01/12/2015 01:07 EST | Updated 03/14/2015 05:59 EDT

Oil rout resumes, dragging Canadian dollar under 84 cents and TSX down 200

Canada's dollar and its benchmark stock exchange both sagged Monday, each dragged lower by oil prices that keep sliding with no end in sight.

The S&P/TSX composite index was off by almost 200 points at midday, as oil companies and other commodities sold off heavily.

The catalyst, again, was oil. The price of a barrel of benchmark North American crude oil lost almost $2 to settle at $46.46 US in the afternoon. That's a continuation of a multi-week theme, as oil has gone from $105 a barrel in the summer to less than half of that because of oversupply.

"I think we're going to see plenty more volatility in the coming days as pressure mounts on oil producers to scale back production before prices get dangerously low," said Craig Erlam, market analyst at Alpari.
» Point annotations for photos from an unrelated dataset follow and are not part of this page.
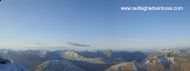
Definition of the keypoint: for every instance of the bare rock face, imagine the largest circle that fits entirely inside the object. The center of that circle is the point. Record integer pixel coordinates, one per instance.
(123, 67)
(168, 60)
(58, 65)
(163, 60)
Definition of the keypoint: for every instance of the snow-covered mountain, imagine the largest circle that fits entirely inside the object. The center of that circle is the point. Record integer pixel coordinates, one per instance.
(126, 66)
(58, 65)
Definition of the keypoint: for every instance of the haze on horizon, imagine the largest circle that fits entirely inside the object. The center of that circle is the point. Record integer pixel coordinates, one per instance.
(90, 24)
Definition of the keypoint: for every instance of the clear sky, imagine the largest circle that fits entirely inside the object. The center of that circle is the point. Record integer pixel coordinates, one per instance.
(92, 24)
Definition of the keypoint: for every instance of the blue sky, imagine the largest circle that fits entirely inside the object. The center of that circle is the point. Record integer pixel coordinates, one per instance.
(98, 24)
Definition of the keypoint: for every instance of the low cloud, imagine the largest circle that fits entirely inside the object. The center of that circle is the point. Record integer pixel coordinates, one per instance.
(78, 45)
(42, 44)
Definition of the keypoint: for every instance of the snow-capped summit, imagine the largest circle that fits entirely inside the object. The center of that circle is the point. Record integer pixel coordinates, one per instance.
(72, 55)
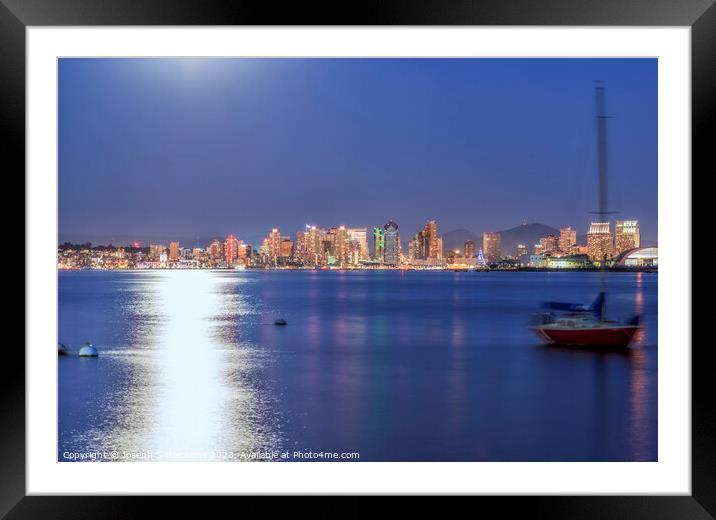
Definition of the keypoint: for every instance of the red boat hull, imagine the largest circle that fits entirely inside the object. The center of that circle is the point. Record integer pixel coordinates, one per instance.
(616, 336)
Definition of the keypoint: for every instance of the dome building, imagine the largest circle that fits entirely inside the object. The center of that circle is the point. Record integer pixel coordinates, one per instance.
(639, 257)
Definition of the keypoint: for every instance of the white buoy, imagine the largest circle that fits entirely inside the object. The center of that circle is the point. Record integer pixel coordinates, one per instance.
(88, 351)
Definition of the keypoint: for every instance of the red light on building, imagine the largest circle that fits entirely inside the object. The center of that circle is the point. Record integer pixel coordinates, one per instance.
(231, 249)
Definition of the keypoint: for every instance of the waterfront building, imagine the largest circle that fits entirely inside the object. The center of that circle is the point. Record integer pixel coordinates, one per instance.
(391, 237)
(433, 244)
(567, 239)
(314, 245)
(340, 245)
(549, 244)
(480, 262)
(469, 249)
(627, 236)
(155, 251)
(274, 245)
(426, 244)
(231, 250)
(215, 250)
(567, 262)
(378, 245)
(300, 252)
(286, 248)
(360, 236)
(638, 257)
(492, 246)
(599, 241)
(173, 251)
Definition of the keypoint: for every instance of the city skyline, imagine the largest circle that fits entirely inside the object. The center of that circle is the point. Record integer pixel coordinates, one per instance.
(182, 148)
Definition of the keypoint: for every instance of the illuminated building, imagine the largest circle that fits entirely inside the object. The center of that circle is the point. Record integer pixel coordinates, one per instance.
(378, 245)
(314, 245)
(426, 244)
(549, 244)
(156, 251)
(286, 248)
(391, 236)
(567, 239)
(215, 249)
(469, 249)
(567, 262)
(627, 236)
(434, 246)
(273, 245)
(231, 250)
(359, 235)
(300, 252)
(480, 262)
(599, 242)
(340, 245)
(173, 251)
(638, 257)
(492, 246)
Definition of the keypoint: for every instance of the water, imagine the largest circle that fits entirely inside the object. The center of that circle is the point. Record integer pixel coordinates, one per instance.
(414, 366)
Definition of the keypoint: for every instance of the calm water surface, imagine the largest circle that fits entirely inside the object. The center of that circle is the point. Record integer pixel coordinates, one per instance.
(434, 366)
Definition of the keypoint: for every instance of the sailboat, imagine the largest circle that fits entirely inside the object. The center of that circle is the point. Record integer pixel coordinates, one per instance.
(587, 325)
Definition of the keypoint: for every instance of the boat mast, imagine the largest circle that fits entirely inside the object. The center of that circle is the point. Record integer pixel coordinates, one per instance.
(602, 162)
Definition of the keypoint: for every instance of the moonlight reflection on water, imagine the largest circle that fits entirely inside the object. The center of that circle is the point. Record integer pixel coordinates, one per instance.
(395, 366)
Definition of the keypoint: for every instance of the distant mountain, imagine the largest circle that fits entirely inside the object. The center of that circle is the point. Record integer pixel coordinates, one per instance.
(527, 234)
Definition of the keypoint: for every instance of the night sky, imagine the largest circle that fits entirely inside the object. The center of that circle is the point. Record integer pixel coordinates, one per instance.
(167, 149)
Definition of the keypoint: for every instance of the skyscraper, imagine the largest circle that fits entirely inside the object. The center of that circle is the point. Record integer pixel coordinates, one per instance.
(286, 248)
(434, 244)
(567, 239)
(231, 250)
(549, 244)
(360, 236)
(599, 241)
(627, 236)
(492, 246)
(340, 245)
(469, 249)
(173, 251)
(155, 251)
(274, 245)
(391, 254)
(378, 245)
(314, 245)
(215, 249)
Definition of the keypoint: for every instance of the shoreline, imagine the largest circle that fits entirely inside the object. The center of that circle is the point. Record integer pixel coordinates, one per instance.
(361, 269)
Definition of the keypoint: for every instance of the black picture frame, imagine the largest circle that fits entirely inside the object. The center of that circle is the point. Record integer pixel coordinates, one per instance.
(16, 15)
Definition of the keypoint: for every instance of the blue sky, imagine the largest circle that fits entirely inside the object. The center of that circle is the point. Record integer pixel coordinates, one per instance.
(176, 148)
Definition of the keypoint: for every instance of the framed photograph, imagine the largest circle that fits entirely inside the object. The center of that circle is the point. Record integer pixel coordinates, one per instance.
(437, 249)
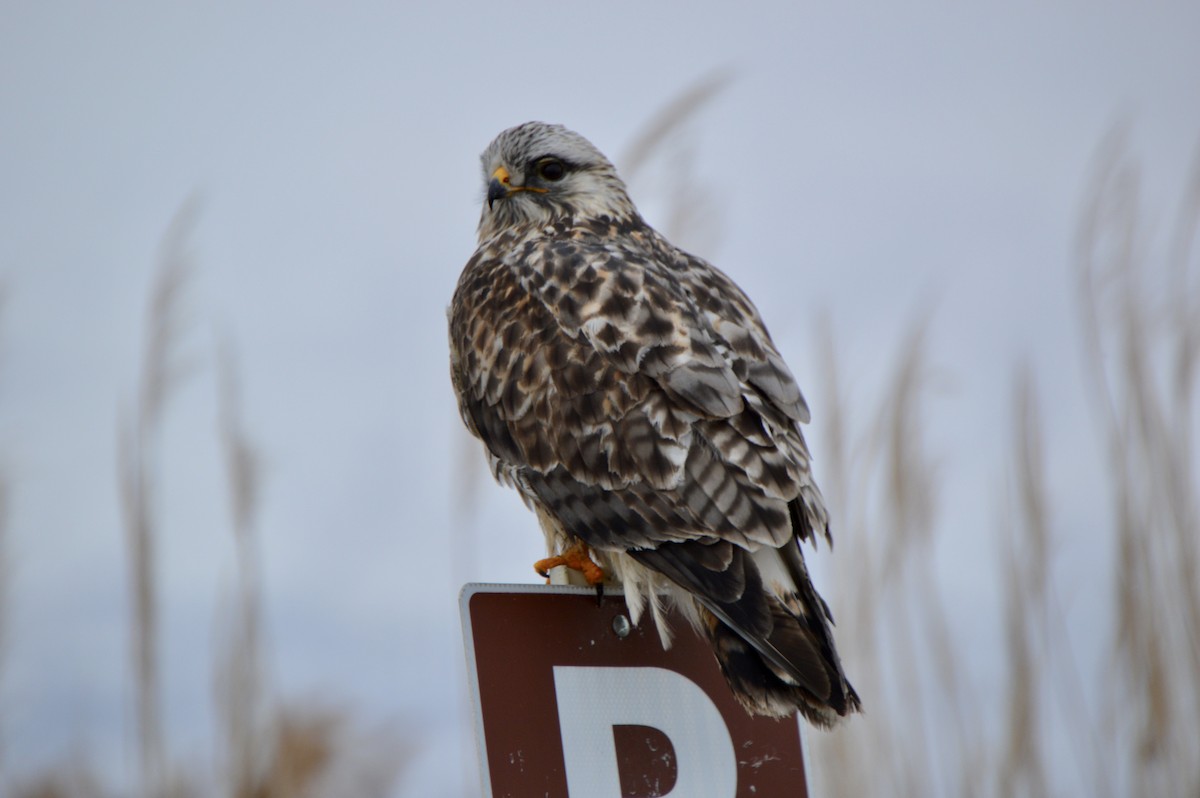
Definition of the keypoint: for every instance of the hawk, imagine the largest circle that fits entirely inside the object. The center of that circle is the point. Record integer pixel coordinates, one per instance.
(630, 393)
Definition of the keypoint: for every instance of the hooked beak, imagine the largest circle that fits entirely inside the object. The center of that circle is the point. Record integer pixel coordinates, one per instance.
(501, 186)
(498, 186)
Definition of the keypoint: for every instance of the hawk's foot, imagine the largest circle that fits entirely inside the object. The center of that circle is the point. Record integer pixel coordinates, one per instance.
(575, 558)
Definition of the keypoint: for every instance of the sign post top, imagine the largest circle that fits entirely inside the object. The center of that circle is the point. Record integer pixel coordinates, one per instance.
(571, 700)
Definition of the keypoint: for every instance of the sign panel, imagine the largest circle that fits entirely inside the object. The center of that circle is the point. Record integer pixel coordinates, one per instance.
(574, 702)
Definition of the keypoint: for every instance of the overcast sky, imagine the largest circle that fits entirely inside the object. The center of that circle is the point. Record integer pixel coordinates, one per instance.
(870, 165)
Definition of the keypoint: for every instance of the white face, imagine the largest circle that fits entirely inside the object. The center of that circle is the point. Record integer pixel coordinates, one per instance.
(538, 173)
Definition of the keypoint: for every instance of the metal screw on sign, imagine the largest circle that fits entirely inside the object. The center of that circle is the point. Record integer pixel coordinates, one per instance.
(622, 627)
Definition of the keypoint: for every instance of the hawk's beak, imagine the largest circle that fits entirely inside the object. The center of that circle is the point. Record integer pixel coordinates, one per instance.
(501, 186)
(498, 187)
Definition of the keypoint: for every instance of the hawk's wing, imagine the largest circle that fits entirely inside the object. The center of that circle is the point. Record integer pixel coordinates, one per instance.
(633, 390)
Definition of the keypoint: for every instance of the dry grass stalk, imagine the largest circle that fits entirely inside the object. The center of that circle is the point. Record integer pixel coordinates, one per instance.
(161, 371)
(4, 600)
(1026, 557)
(1140, 334)
(693, 216)
(881, 485)
(239, 677)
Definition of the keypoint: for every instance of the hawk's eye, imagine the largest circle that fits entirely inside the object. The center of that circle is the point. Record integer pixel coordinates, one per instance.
(551, 169)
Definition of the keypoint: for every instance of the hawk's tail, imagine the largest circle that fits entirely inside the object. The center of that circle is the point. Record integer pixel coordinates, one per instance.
(809, 679)
(771, 630)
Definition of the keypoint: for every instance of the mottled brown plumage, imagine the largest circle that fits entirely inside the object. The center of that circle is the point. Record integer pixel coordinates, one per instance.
(633, 396)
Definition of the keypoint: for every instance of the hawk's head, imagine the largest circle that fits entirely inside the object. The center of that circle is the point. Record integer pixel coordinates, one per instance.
(538, 173)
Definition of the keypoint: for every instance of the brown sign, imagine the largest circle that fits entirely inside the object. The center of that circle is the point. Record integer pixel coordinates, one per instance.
(571, 702)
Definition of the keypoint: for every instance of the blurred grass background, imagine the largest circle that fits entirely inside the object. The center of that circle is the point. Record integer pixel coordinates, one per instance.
(1123, 724)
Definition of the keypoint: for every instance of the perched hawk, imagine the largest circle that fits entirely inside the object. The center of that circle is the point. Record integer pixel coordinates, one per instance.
(633, 396)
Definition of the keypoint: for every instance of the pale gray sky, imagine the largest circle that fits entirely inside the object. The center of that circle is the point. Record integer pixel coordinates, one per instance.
(870, 163)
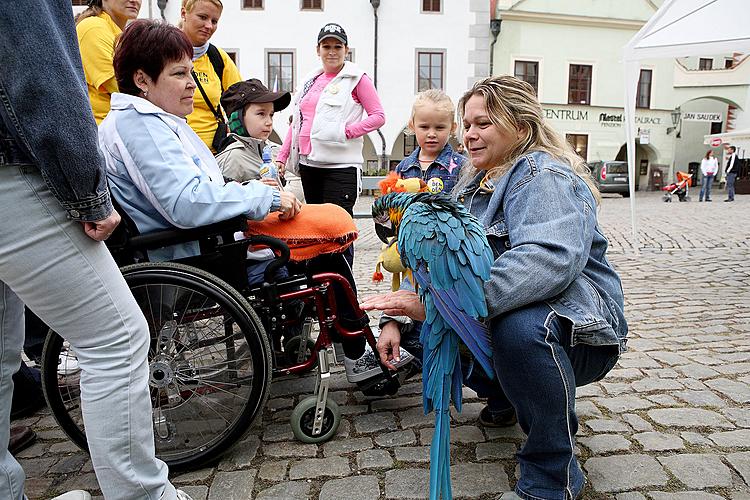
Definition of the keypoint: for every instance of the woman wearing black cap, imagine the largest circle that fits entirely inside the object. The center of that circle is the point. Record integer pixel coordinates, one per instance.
(335, 107)
(250, 107)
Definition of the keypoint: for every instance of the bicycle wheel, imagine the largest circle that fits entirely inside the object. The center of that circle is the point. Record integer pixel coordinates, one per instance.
(209, 365)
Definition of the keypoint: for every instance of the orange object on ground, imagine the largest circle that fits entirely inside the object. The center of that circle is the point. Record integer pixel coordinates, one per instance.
(316, 230)
(681, 176)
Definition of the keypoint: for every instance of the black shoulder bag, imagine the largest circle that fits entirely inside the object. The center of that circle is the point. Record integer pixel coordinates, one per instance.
(221, 128)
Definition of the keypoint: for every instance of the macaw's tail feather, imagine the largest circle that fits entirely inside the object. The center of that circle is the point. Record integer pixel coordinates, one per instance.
(473, 333)
(440, 458)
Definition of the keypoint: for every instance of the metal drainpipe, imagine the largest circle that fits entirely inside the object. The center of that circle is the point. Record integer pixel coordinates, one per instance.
(375, 4)
(495, 30)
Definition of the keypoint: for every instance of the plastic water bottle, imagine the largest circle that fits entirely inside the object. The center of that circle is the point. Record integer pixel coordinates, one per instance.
(268, 169)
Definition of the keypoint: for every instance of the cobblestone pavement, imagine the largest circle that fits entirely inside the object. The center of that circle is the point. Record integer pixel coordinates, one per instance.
(671, 421)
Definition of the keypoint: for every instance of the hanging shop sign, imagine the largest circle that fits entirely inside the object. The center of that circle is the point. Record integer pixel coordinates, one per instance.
(694, 116)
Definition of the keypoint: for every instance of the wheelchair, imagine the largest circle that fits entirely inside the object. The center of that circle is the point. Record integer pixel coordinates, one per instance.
(217, 342)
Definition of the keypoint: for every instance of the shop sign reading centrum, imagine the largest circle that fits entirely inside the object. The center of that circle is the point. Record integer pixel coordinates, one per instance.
(604, 119)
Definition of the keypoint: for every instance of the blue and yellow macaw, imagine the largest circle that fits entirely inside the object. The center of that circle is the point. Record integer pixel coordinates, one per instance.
(447, 250)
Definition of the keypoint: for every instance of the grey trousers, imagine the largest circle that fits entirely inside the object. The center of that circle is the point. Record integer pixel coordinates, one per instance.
(72, 283)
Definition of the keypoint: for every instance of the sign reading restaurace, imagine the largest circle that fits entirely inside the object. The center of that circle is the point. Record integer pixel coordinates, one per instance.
(694, 116)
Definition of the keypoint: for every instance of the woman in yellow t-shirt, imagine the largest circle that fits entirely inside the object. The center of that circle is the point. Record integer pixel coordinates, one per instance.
(98, 27)
(199, 21)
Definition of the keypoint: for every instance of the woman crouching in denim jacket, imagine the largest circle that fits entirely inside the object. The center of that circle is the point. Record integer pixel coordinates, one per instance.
(555, 303)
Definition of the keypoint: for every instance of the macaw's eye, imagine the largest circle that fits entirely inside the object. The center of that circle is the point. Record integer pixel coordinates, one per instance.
(384, 230)
(383, 219)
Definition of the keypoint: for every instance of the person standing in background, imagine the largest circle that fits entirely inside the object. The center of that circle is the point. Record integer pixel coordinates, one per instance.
(56, 212)
(709, 167)
(730, 171)
(97, 28)
(324, 143)
(213, 70)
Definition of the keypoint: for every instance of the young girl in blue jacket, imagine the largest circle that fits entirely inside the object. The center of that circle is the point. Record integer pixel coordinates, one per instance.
(555, 303)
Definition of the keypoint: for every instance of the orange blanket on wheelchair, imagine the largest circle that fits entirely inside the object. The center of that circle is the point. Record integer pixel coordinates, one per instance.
(316, 230)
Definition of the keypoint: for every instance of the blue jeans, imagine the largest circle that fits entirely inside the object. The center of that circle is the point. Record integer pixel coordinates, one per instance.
(73, 284)
(539, 371)
(731, 177)
(706, 183)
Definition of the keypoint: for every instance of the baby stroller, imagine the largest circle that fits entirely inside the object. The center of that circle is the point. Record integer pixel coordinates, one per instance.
(680, 188)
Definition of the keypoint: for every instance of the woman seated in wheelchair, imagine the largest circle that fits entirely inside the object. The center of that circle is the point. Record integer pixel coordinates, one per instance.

"The speed has been breathtaking," said David Wolf, portfolio manager and co-manager of Fidelity Canadian Asset Allocation Fund.

"And I think one of the reasons that equity markets are struggling with this is because it is a bit reminiscent of what happened in late 2008, so the surrounding memories of that are an economy in freefall."

Oil market watchers are already expecting that, as Goldman Sachs slashed its forecast for price for this year and next. It said the benchmark New York rate would average $50.40 a barrel this year, far below its previous forecast of $83.75.

That was bad news for the loonie, which lost almost half a cent to trade at 83.80 cents US around noon.

But it wasn't just oil dragging the TSX lower, as mining companies and banks — usually the bastion of Canadian stocks — were also lower, in part because of fears of how exposed their books are to loans in the oil patch that may turn out badly.

Gold was a source of strength, up 3.5 per cent as the February bullion contract gained $10 to $1,226.10 US an ounce.